“For what you collect is always yourself” – Jean Baudrillard
Jane Lombard Gallery is pleased to present It makes it more so if you say so, Carmen Neely’s first solo show in New York. The exhibition will feature a series of recent paintings, drawings, and mixed media sculpture that continue Neely’s exploration of gesture as object.
Neely’s work—a combination of painting and found objects—is imbued with deep intention and awareness of her identity as a young black woman making art in the twenty-first century. “The mark”, revered and mythologized as the purest form of artistic intention in the art historical canon, becomes an act of subtle subversion in Neely’s paintings. Her own sexuality and female body appropriate the traditionally masculine gesture, and turns painting into an act of femininity. With each brushstroke, she pushes back against the status quo, inserting herself into a larger dialogue about signification in contemporary abstract painting.

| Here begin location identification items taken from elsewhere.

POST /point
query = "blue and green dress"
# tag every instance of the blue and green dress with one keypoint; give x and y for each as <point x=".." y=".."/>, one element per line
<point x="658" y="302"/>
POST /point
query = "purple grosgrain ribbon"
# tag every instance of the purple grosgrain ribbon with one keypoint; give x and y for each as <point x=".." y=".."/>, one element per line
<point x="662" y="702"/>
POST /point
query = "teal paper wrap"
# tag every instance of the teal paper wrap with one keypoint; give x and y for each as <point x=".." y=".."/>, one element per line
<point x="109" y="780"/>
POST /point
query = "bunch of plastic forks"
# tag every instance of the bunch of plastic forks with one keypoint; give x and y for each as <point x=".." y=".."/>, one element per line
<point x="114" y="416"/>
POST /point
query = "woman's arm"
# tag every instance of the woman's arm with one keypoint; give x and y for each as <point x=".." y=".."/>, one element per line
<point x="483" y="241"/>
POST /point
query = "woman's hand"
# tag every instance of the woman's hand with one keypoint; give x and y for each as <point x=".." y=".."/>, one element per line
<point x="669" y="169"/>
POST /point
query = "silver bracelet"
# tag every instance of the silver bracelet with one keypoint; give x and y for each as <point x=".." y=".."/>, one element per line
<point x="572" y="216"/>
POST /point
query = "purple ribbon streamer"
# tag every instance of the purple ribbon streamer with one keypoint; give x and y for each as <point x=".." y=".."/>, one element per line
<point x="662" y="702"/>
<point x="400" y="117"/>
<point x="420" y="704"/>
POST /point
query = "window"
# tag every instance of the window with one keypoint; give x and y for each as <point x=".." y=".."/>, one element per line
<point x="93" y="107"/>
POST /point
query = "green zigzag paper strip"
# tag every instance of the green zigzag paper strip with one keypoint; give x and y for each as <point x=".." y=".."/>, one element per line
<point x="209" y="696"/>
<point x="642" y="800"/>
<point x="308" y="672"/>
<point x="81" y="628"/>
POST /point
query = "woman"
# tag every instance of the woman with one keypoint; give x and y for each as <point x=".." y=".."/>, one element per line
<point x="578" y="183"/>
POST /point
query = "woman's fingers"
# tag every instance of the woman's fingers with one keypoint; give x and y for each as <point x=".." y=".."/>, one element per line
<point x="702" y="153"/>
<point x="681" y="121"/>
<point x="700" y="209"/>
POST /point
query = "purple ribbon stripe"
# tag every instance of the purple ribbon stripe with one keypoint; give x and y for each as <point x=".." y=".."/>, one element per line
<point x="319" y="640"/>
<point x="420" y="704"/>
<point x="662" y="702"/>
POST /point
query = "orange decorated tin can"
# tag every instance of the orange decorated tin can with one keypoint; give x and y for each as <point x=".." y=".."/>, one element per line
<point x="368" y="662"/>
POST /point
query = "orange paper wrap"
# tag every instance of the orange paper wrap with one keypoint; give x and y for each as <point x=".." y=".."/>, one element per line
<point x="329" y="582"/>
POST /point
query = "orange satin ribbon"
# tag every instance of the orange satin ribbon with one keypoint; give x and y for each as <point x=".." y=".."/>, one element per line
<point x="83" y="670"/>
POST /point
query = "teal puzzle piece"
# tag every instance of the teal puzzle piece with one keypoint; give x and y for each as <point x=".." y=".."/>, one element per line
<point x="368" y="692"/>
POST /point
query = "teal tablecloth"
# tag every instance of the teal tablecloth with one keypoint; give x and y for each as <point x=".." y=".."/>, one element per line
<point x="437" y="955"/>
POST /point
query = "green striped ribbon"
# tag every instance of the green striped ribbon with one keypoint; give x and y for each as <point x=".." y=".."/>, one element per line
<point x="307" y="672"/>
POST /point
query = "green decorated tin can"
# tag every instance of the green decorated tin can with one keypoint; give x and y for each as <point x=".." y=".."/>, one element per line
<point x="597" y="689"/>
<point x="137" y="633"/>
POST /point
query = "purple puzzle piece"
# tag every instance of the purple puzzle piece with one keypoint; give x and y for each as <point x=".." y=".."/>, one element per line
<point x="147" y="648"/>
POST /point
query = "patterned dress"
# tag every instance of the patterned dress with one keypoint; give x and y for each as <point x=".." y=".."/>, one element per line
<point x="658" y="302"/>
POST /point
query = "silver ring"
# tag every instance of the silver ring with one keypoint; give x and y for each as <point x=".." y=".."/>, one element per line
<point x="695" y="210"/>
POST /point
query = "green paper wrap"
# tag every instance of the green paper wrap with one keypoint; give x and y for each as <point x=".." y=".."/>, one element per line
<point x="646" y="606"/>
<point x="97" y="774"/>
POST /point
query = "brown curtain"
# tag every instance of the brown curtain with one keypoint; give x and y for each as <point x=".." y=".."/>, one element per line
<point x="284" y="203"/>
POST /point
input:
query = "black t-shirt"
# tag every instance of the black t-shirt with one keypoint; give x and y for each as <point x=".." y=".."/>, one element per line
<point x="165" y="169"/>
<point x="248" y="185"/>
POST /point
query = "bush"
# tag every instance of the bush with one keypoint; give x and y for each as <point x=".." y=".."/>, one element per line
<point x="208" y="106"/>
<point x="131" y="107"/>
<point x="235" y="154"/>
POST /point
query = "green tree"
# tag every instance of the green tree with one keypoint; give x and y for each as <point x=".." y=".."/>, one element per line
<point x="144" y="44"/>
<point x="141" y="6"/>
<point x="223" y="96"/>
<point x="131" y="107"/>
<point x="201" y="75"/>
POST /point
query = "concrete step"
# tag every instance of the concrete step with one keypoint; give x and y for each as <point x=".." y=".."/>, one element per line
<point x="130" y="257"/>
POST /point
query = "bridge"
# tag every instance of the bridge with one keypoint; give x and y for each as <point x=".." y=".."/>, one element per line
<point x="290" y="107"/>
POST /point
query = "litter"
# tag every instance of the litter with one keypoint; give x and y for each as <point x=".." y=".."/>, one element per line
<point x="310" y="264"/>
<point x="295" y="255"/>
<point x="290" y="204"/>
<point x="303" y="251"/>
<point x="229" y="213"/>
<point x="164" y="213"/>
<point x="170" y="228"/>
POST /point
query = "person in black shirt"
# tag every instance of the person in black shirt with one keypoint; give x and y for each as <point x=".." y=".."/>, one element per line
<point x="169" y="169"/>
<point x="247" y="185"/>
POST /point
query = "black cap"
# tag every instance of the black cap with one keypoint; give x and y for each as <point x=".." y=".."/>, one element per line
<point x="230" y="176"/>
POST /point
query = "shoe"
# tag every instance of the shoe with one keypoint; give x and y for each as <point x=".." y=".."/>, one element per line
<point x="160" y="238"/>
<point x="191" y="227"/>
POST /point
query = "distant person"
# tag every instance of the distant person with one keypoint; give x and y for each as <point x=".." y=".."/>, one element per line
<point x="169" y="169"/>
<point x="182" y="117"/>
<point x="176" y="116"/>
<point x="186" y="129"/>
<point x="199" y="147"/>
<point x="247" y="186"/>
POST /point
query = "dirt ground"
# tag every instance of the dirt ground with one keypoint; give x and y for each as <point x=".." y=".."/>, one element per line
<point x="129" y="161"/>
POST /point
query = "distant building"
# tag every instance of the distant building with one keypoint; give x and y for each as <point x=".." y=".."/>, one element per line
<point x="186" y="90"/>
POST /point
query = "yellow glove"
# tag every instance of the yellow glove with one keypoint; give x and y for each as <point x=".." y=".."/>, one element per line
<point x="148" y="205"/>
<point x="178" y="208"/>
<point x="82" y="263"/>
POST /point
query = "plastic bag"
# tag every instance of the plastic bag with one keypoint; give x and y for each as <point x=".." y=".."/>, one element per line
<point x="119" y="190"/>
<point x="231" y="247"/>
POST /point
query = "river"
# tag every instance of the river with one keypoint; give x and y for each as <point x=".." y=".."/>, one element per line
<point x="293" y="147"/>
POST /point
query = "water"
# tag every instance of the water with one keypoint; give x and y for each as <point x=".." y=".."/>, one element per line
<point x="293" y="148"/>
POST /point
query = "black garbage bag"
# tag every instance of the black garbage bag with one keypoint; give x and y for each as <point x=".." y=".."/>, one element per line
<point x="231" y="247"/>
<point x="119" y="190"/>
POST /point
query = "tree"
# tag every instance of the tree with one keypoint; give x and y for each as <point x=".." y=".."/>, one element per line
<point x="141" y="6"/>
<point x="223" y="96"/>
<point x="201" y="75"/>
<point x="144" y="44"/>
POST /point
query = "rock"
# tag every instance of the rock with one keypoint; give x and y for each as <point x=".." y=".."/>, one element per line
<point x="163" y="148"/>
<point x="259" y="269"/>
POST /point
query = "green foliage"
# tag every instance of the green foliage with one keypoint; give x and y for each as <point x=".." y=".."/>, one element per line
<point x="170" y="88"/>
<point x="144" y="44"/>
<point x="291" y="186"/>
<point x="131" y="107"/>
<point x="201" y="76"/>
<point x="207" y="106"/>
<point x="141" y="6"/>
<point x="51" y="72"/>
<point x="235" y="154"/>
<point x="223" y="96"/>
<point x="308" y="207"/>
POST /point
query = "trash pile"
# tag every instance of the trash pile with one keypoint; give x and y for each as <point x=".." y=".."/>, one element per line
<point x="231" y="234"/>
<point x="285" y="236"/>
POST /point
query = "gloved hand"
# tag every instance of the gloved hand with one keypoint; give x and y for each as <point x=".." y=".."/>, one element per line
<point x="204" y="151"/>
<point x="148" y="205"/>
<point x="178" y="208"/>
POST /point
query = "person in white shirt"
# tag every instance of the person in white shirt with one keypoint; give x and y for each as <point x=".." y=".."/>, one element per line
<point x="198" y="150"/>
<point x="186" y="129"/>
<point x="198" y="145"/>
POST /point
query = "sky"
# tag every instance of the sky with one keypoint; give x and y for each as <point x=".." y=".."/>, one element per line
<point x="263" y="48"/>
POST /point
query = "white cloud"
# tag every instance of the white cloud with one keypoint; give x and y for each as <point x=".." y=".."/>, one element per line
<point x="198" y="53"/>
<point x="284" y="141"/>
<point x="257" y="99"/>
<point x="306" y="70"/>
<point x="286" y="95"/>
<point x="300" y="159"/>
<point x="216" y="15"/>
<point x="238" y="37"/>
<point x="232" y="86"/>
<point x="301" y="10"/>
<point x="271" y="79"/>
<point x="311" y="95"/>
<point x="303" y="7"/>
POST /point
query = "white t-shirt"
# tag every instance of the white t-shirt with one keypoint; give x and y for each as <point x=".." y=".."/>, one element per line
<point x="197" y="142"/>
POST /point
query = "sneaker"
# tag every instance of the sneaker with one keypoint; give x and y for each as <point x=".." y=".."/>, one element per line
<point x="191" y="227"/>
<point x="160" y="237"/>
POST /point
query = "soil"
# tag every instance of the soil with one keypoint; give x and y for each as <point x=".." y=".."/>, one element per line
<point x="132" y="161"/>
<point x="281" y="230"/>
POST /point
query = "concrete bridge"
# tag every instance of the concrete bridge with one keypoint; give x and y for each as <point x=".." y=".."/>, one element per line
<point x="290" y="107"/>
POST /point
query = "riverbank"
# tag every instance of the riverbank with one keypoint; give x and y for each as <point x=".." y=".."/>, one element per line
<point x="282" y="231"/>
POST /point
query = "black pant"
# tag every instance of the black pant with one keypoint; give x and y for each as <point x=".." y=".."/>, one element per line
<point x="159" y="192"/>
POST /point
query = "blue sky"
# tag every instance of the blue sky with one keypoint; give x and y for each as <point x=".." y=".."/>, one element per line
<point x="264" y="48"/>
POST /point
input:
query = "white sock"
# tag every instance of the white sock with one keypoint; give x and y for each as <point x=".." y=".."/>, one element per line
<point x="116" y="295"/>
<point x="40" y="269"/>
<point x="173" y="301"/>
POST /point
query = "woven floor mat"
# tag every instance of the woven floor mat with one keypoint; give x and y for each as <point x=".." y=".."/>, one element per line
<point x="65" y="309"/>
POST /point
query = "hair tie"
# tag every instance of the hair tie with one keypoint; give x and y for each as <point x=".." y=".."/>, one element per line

In an effort to retain memories, events, conversations and people, Neely hoards objects as souvenirs. Paintings and drawings serve as means of ‘visual paraphrasing’, where a personal language of gestures and symbols embodies a distinct previous experience. These narratives undergo material translations – a painterly stroke becomes a three-dimensional clay form, then a flattened photographic image or laser-cut plexiglass shape – evolving the gesture into a tangible object to be collected.